BOFH · December 30, 2015, 12:33am

as replied in the other thread ypu posted this. Just had Vera tell me the weather using Microsoft and the en-CA voice.

integlikewhoa · December 30, 2015, 12:36am

I also used it like 20 min ago.

lolodomo · December 30, 2015, 12:12pm

No problem for me with Microsoft. Just tested.

lolodomo · December 30, 2015, 12:22pm

As I understood, you want to be able to select voice but even to use other options. What I could propose is a generic new additional parameter that will allow to provide additional information to the URL (I will concatene the provided data to the URL).

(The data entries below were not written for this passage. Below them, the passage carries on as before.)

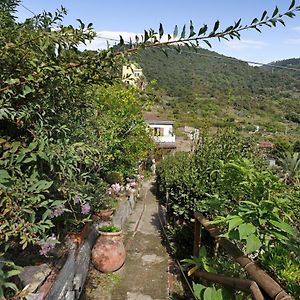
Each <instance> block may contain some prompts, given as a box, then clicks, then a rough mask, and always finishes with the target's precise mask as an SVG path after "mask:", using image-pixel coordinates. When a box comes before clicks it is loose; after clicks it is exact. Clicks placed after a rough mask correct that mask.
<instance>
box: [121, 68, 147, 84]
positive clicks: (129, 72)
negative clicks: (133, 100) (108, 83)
mask: <svg viewBox="0 0 300 300" xmlns="http://www.w3.org/2000/svg"><path fill="white" fill-rule="evenodd" d="M122 80H123V82H125V83H127V84H131V85H134V86H136V87H138V88H141V89H144V88H145V78H144V75H143V69H142V68H140V67H139V66H138V65H137V64H134V63H132V64H130V65H126V66H123V68H122Z"/></svg>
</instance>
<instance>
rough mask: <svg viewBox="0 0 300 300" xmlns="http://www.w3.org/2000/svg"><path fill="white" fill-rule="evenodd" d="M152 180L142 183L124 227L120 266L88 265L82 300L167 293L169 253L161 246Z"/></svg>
mask: <svg viewBox="0 0 300 300" xmlns="http://www.w3.org/2000/svg"><path fill="white" fill-rule="evenodd" d="M153 190H154V185H153V182H151V181H148V182H145V183H144V185H143V189H142V197H141V200H140V201H138V202H137V205H136V208H135V210H134V212H133V214H132V215H131V216H130V217H129V219H128V223H127V228H125V235H124V243H125V246H126V253H127V256H126V261H125V264H124V266H123V267H122V268H121V269H120V270H118V271H116V272H114V273H111V274H102V273H100V272H98V271H97V270H95V269H94V268H93V267H91V270H90V273H89V277H88V280H87V283H86V287H85V291H84V293H83V295H82V297H81V299H82V300H96V299H97V300H126V299H127V300H164V299H170V298H169V296H168V261H169V255H168V253H167V251H166V248H165V247H164V246H163V245H162V239H161V236H160V235H161V233H160V228H161V223H160V215H159V209H158V203H157V199H156V197H155V196H154V193H153Z"/></svg>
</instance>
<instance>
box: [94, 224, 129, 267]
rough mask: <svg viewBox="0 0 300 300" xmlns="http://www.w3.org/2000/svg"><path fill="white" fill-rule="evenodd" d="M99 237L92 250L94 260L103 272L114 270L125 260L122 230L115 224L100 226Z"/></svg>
mask: <svg viewBox="0 0 300 300" xmlns="http://www.w3.org/2000/svg"><path fill="white" fill-rule="evenodd" d="M98 230H99V234H100V235H99V237H98V239H97V241H96V243H95V245H94V247H93V250H92V262H93V264H94V266H95V268H96V269H98V270H99V271H101V272H104V273H106V272H114V271H116V270H118V269H119V268H121V267H122V265H123V264H124V262H125V257H126V253H125V247H124V244H123V239H122V230H121V229H120V228H118V227H117V226H115V225H105V226H101V227H99V228H98Z"/></svg>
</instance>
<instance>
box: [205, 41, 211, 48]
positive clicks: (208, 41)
mask: <svg viewBox="0 0 300 300" xmlns="http://www.w3.org/2000/svg"><path fill="white" fill-rule="evenodd" d="M203 42H204V43H205V44H206V45H208V47H209V48H211V47H212V45H211V43H210V42H209V41H208V40H203Z"/></svg>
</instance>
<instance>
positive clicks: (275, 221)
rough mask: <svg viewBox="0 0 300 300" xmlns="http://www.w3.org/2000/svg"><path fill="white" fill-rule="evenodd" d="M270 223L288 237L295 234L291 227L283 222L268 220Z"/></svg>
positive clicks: (288, 224) (293, 229) (281, 221)
mask: <svg viewBox="0 0 300 300" xmlns="http://www.w3.org/2000/svg"><path fill="white" fill-rule="evenodd" d="M270 223H271V224H272V225H274V226H275V227H276V228H278V229H280V230H282V231H284V232H285V233H287V234H289V235H295V234H296V232H295V230H294V229H293V227H292V226H290V225H289V224H287V223H285V222H283V221H280V222H278V221H274V220H270Z"/></svg>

Would it be ok ?

I am not sure at all but I think I already noticed in the past that changing parameters definition for an action could break current action in an existing scene. If that is confirmed, if I do that, every user having a Say action in a scene should update these scenes ! Imagine the number of users that will come here to say the TTS is not working anymore… S I hesitate. But the best would be to take time to confirm or not this fact.

BOFH · December 30, 2015, 5:38pm

@lolodomo: That idea would be perfect and future proof. I do see your point about possibly breaking other user’s scenes. Perhaps an additional parameter in the device options you could create (defaulting to FALSE) we would have to switch to TRUE for the plugin to use that new action in creating the request? If set to FALSE, it would just use the current way. Is that an option?

lolodomo · December 31, 2015, 12:25pm

No, impossible. Each action is defined in a XML file provided with the plugin.